Glossary

Channel

One of several data values persent in each pixel. Examples include red, green, blue, alpha, etc. The data in one channel of a pixel may be represented by a single number, whereas the pixel as a whole requires one number for each channel.

Client

A client (as in “client application”) is a program or library that uses OpenImageIO or any of its constituent libraries.

Data format

The representation used to store a piece of data. Examples include 8-bit unsigned integers, 32-bit floating-point numbers, etc.

Image File Format

The specification and data layout of an image on disk. For example, TIFF, JPEG/JFIF, OpenEXR, etc.

Image Format Plugin

A DSO/DLL that implements the ImageInput and ImageOutput classes for a particular image file format.

Format Plugin

See image format plugin.

Metadata

Data about data. As used in OpenImageIO, this means Information about an image, beyond describing the values of the pixels themselves. Examples include the name of the artist that created the image, the date that an image was scanned, the camera settings used when a photograph was taken, etc.

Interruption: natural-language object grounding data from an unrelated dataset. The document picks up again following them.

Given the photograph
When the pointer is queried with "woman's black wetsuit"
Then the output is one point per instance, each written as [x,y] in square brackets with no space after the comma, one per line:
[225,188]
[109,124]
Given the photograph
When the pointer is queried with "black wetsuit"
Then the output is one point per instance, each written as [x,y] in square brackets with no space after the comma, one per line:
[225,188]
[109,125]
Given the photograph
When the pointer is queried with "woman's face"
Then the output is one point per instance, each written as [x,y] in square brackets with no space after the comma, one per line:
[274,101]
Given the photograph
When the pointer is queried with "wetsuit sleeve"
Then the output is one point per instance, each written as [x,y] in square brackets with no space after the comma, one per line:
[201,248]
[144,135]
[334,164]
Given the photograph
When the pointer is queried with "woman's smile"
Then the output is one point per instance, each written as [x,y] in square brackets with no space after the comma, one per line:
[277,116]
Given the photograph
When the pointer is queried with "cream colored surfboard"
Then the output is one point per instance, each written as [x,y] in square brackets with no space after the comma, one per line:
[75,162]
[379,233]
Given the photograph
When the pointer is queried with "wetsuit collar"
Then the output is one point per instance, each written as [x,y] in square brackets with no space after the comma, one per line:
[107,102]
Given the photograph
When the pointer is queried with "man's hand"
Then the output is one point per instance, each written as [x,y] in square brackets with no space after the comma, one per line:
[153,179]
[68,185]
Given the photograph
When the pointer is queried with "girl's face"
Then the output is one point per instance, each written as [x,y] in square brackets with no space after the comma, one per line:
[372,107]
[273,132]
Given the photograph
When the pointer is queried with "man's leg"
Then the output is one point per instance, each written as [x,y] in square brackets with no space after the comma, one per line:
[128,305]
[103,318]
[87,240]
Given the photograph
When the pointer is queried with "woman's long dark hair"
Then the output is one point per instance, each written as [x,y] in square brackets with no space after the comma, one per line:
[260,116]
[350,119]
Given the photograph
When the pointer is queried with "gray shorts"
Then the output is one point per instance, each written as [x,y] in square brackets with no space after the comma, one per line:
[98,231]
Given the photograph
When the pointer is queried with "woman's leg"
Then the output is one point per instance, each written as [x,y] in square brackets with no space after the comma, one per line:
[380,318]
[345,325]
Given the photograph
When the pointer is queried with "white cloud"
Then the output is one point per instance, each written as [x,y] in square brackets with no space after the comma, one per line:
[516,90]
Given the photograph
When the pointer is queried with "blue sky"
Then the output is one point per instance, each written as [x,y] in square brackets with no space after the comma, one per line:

Multi-part image / multi-part file

This is what OpenEXR calls a file containing multiple subimages.

Native data format

The data format used in the disk file representing an image. Note that with OpenImageIO, this may be different than the data format used by an application to store the image in the computer’s RAM.

Pixel

One pixel element of an image, consisting of one number describing each channel of data at a particular location in an image.

Plugin

See image format plugin.

Scanline

A single horizontal row of pixels of an image. See also tile.

Scanline Image

An image whose data layout on disk is organized by breaking the image up into horizontal scanlines, typically with the ability to read or write an entire scanline at once. See also tiled image.

Subimage

Some image file formats allow the storage of multiple images in each file. These are called subimages in OpenImageIO. Note that in OpenEXR, these are called multi-part files.

Tile

A rectangular region of pixels of an image. A rectangular tile is more spatially coherent than a scanline that stretches across the entire image — that is, a pixel’s neighbors are most likely in the same tile, whereas a pixel in a scanline image will typically have most of its immediate neighbors on different scanlines (requiring additional scanline reads in order to access them).

Tiled Image

An image whose data layout on disk is organized by breaking the image up into rectangular regions of pixels called tiles. All the pixels in a tile can be read or written at once, and individual tiles may be read or written separately from other tiles.

Volume Image

A 3-D set of pixels that has not only horizontal and vertical dimensions, but also a “depth” dimension.